Gymnastics Opens Door to South Africa : World championships: Despite protests, international federation is happy to have that country rejoin competition now, rather than waiting.
Saying they chose sport over politics, officials of the International Gymnastics Federation (FIG) Thursday defended, and delighted in, their politically defiant decision to allow South Africa to compete in the World Gymnastics Championships, which start Saturday.
South Africa’s participation will mark the country’s return to international competition after more than two decades of being shunned because of racial policies. South African gymnasts have not competed in this event in 25 years.
At a news conference at the Hoosier Dome, FIG president Yuri Titov said that the body is satisfied that the South African Amateur Gymnastics Union has pursued a nonracial course and has been successful at integrating its athletes, especially in its development programs.
The FIG said in a written statement: “The South African Amateur Gymnastics Union (SAAGU) has had uninterrupted membership in the FIG since 1947. . . . On the basis of that relationship, as well as information gathered by us since July, we are satisfied that South Africa has satisfied the requirements for participating in international gymnastics competition.”
A pleased Titov, of the Soviet Union, said that Wednesday night’s decision to allow South Africa to compete was made after “numerous meetings” about political considerations and possible boycotts or protests by participating countries.
Attending Thursday’s news conference were two black coaches and six white gymnasts from South Africa, who will march under their country’s flag in tonight’s opening ceremony.
“We will make history,” said 15-year-old Leigh-Ann Biggs of Johannesburg. “And we will get to see gymnasts in person that we have only seen before on TV.”
Three women--a fourth is injured--and two men will compete as individuals, because not enough South African gymnasts qualified to enter the team competition.
The women, who arrived last Friday, said they were not told there was a possibility of their not competing. It wasn’t until they heard shouts and laughter of South African officials in the hall outside their hotel rooms Wednesday night that they realized what was happening.
“They had just heard the news, and they were hugging each other,” Biggs said. “We didn’t know there was a problem. They didn’t want to worry us.”
The International Olympic Committee banned South Africa from the Olympics in 1970 because of its policy of apartheid, or racial separation, then readmitted the country in July after the South African Parliament had repealed key apartheid statutes.
The gymnastics decision may be controversial--many countries maintain that changes in South Africa are merely cosmetic--but because the World Championships will serve as a qualifying meet for the 1992 Olympics, the FIG has held the trump card.

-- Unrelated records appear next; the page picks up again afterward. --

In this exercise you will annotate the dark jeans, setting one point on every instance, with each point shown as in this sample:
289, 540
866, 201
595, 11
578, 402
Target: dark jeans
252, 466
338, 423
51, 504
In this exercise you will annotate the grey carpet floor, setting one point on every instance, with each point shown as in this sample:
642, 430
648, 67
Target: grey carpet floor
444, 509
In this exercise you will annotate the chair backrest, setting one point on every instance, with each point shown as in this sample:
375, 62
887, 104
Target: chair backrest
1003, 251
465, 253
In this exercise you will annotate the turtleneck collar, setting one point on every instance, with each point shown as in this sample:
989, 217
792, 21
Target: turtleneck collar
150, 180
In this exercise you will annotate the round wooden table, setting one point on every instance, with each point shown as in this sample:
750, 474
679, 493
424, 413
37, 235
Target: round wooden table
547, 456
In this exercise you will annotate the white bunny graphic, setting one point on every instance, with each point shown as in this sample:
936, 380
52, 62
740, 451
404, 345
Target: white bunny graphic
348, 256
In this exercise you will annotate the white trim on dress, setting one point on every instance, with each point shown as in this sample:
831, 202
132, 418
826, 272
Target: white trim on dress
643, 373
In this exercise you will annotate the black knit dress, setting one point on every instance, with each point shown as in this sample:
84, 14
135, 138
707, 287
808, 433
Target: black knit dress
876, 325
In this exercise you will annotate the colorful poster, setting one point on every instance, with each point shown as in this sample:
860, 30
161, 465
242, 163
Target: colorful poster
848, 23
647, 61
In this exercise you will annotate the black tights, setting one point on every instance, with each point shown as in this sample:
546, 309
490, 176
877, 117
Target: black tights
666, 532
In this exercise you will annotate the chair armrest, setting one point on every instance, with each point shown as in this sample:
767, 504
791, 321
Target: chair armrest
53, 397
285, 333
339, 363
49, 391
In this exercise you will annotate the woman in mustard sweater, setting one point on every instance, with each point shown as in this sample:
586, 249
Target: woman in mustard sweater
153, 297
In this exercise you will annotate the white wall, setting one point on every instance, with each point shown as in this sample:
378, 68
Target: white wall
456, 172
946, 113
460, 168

It was a key factor in a political equation that worked as much in favor of South Africa’s participation as it did against countries opposing the decision.

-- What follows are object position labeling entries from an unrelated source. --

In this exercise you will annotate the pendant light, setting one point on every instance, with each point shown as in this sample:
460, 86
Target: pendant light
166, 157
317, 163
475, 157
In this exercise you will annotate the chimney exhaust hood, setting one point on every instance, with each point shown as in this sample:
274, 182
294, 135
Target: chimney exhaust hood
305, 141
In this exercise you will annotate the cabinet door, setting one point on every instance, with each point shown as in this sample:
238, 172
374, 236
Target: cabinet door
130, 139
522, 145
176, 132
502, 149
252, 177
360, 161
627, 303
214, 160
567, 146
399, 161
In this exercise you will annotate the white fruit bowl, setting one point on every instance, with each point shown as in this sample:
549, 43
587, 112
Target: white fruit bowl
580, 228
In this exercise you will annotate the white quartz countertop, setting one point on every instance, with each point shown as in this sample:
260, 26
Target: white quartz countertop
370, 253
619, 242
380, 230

“If you are the sports federation or the person responsible for the decision and this is your country’s only chance to qualify for the Olympics, what would you do?” asked Jim Barry, a member of the FIG executive committee and also president of Australia’s gymnastics federation.
Australia, the first country to voice opposition Thursday, said it will compete under protest. Peggy Browne, executive director of Australia’s gymnastics federation, said that South Africa’s participation will place Australia in direct violation of the Gleneagles agreement, a policy adopted by the British Commonwealth governments of Australia, Great Britain, New Zealand and Canada that forbids direct contact with South Africa.
A representative of the World Championships Organizing Committee said that the other Commonwealth countries also were competing under protest.
But the political problems of South Africa’s participation are not only external. The country’s gymnastics union is apparently in a power struggle with the National Olympic Committee of South Africa, which has not accepted SAAGU as a member and told SAAGU it could not compete in the World Championships.
“They wanted us to wait until Nov. 1, when they say they will lift the moratorium so everyone can compete,” said Alan Daly, the top male gymnast in South Africa. “We said, ‘No, we are going to the World Championships.’ ”
Kobus Scheepers, chief of South Africa’s delegation here, said that the gymnastics dispute centers on the national committee’s effort to control SAAGU, which wants autonomy. Others have pointed to the IOC, saying it has asked South Africa to take time and get its affairs in order before it begins competing.
“Everybody needs power,” said Jerry Masia, a gymnastics coach for South Africa. “Sometimes I don’t understand what it’s all about. We are nonracial and unified and will be recognized by the national committee as a federation.”
Masia, who is black, has been coaching in South Africa since 1983, when SAAGU launched a development program to include blacks. He says because the program is so new, black gymnasts have not yet reached the skill level of the white gymnasts.
Scheepers said he did not keep statistics on how many black gymnasts there are in South Africa’s programs. When pressed for a ratio of blacks to whites, he would only say that the ratio is “very good.”
Marie Thickitt, one of South Africa’s top gymnasts who will not compete here because of an injury, said there are no black gymnasts at the national training center, where she trains, but that she has seen a difference in other clubs.
“It used to be that black gymnasts weren’t in any of the suburb gym clubs because they weren’t allowed,” Thickitt, 15, said. “But now, black people are allowed to live with us, so there are a lot of girls coming into the clubs.
“We actually sold our house and a black family bought it. I think it is wonderful that they can live and compete with us now.”